In contrast, the Core Rulebook mentions AC hundreds of times. And that resulted in only 6 examples--the 4 examples that Aratorin provided and two more on pages 544 and 559--of the word "miss" used in the sense of missing an attack against AC. Thus, the absence of "miss" in the two discussions of trip failure is to be expected simply from the rarity of the word "miss."

However, when we expand to more topics, we find two more uses of the word "miss" in the failure sense. On page 51, under the description of Keen Eyes, the rulebook talks about missing a Perception check. On page 466-467, in a discussion about targetting an undetected creature, it mentions missing the creature. I presume these rules about missing also apply to trying to trip or shove the undetected creature. The similar discussion about targetting a hidden creature says "fail" rather than "miss."

However, let me add a question to the backswing argument. A critical failure on a Trip or Shove results in "You lose your balance, fall, and land prone." If using a weapon with an appropriate trait, you can drop the weapon to turn critical failure into regular failure. How does this affect the backswing? A character could fit Shove (critical failure dropping weapon), Interact (pick up weapon), and Shove (with same weapon) into one turn.


Pathfinder Rulebook Subscriber
Coldermoss wrote:
If we're subscribing to the "maneuvers are attacks and therefore the check you use to make them is an attack roll" interpretation

I mean, that's just what the rules say, so yeah.

Mathmuse wrote:
How does this affect the backswing? A character could fit Shove (critical failure dropping weapon), Interact (pick up weapon), and Shove (with same weapon) into one turn.

That seems reasonable. Backswing's only requirements are that the attack come before the end of your turn and the attack must come from the same weapon. So... backswing should work in that scenario.


Squiggit wrote:
Coldermoss wrote:
If we're subscribing to the "maneuvers are attacks and therefore the check you use to make them is an attack roll" interpretation
I mean, that's just what the rules say, so yeah.

I just wish it was explicitly stated that skill checks can also be attack rolls. It's never said they're mutually exclusive, either, but that's hardly concrete evidence.

Shadow Lodge

Grab, Trip, etc. are tagged with the trait "Attack" -- it doesn't get more RAW than that.


RAW: I think no. A miss is what you get when you attack AC and fail. Trip etc. target a different DC.

RAI: I'd allow it. Balance-wise, Backswing is essentially half an Agile trait – it alleviates your MAP but only if you didn't hit with the first attack (and only with that particular weapon). So from that point of view, I'd allow it.

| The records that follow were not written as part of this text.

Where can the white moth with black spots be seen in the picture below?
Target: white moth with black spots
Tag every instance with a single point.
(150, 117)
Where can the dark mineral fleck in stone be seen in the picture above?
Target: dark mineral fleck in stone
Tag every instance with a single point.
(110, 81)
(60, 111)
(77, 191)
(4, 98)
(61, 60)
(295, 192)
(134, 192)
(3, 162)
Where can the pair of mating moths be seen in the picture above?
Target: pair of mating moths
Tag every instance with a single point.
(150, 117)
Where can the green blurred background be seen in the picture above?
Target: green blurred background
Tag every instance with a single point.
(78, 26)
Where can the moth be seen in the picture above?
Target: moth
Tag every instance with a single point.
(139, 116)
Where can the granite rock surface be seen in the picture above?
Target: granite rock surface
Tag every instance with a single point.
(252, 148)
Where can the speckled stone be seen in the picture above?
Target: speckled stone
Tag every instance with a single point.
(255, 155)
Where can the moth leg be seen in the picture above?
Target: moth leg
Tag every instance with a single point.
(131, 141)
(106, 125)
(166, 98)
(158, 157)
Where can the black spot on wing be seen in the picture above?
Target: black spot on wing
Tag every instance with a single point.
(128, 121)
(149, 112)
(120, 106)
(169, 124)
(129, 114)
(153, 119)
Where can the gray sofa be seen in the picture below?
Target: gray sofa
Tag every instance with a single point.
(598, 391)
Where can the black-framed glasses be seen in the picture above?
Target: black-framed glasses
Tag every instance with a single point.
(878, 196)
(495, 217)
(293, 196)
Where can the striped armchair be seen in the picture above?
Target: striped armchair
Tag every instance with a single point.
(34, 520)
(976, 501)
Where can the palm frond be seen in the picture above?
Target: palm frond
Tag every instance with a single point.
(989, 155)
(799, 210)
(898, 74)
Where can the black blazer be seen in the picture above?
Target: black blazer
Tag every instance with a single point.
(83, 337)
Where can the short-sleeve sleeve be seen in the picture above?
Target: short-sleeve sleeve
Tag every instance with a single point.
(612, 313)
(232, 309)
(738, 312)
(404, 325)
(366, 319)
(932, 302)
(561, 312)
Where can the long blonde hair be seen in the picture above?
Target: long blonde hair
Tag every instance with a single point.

See, the fact we've had two separate people come into this thread saying "that's not how it works" should be evidence the rules could stand some clarification.


Pathfinder Rulebook Subscriber
Coldermoss wrote:
See, the fact we've had two separate people come into this thread saying "that's not how it works" should be evidence the rules could stand some clarification.

Yes, but not for the reason you stated.

The contention is over whether or not a failed Trip is a miss, not whether or not Trip is an attack.


Squiggit wrote:
Coldermoss wrote:
See, the fact we've had two separate people come into this thread saying "that's not how it works" should be evidence the rules could stand some clarification.

Yes, but not for the reason you stated.

The contention is over whether or not a failed Trip is a miss, not whether or not Trip is an attack.

Whether or not the athletics check made to trip is an attack *roll*. To answer one is to answer the other, or if not, at least it would be closer.